Possible usage (assuming I have no syntax errors)
import lexconvert
espeakPhones = lexconvert.phones2phones('unicode-ipa',to='espeak',u"ˌaɪpˌiˈeɪ")
assert espeakPhones == lexconvert.phones2phones('unicode-ipa',u"ˌaɪpˌiˈeɪ")['espeak']
# I imagine there's also a pythony way to read to and write from a file stream
# (or yield output as it's needed)
# That may also be a good thing to support.
"Public" functions should be clearly documented and must be expected to stay stable though minor version bumps.
This would also help with #3 (closed) since it's simpler to unit test functions than mocking command line arguments and capturing stdout.
Imported comments:
By Silas S. Brown on 2019-10-03T10:36:26.627Z
This also depends on making the version numbers make more sense than they do now (perhaps SemVer?) Originally I started at something like 0.1 and generally incremented whichever decimal place felt appropriate to what I'd just done, so now we're at 0.27. But if we're going to start a stable API we need to define what counts as "major" versus "minor" version bumps. Perhaps we should start with a Python 3 version called 1.0.0 and go from there?
You can already import lexconvert
and do lexconvert.convert(phonemes,from,to)
(I've done this in throwaway scripts), so we might want to make that official.
Related though is this whole "byte strings versus Unicode strings" issue that's going to make the migration to Python 3 a headache. I think the current status is that some functions could take either without trouble, while others assume one or the other.

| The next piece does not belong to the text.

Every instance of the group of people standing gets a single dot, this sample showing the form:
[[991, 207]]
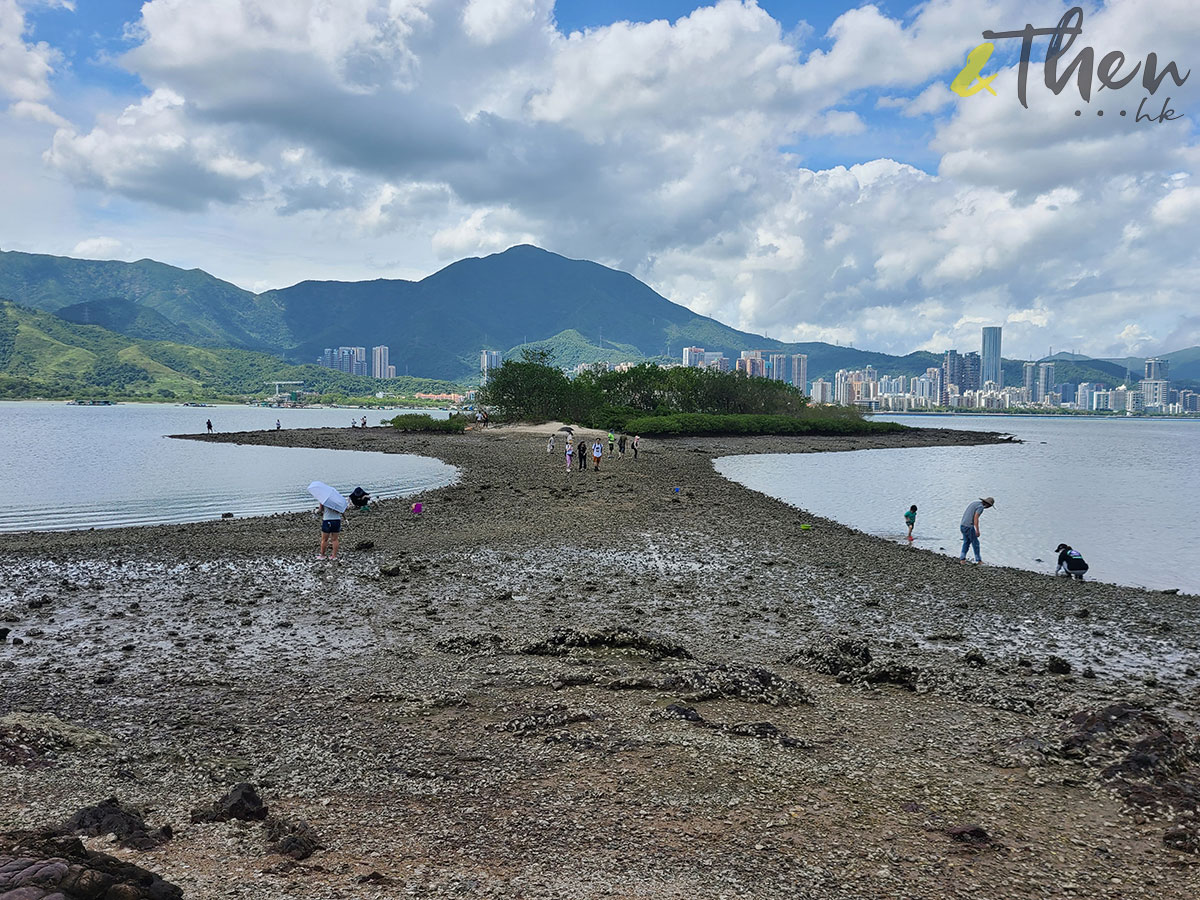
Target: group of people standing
[[1071, 562], [579, 454]]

Another annoyance is going to be the way some of the code looks at os.environ
for extra configuration options (like KANA_TYPE
and DTALK_COMMAND_CODE
and SPEAKJET_BINARY
and BRAILLE_UNICODE
, plus rather too many in the BBC Micro option). Since some of this environment-consulting happens at module-load time, it cannot (in its current form) be properly tested without reloading the module. It's basically a consequence of the way LexFormats
works: I tried to give it enough general options for most formats, but there were some pesky little exceptions that just didn't seem to fit in very well and I ended up saying "oh, just check os.environ
for it". There's probably a better way of doing that.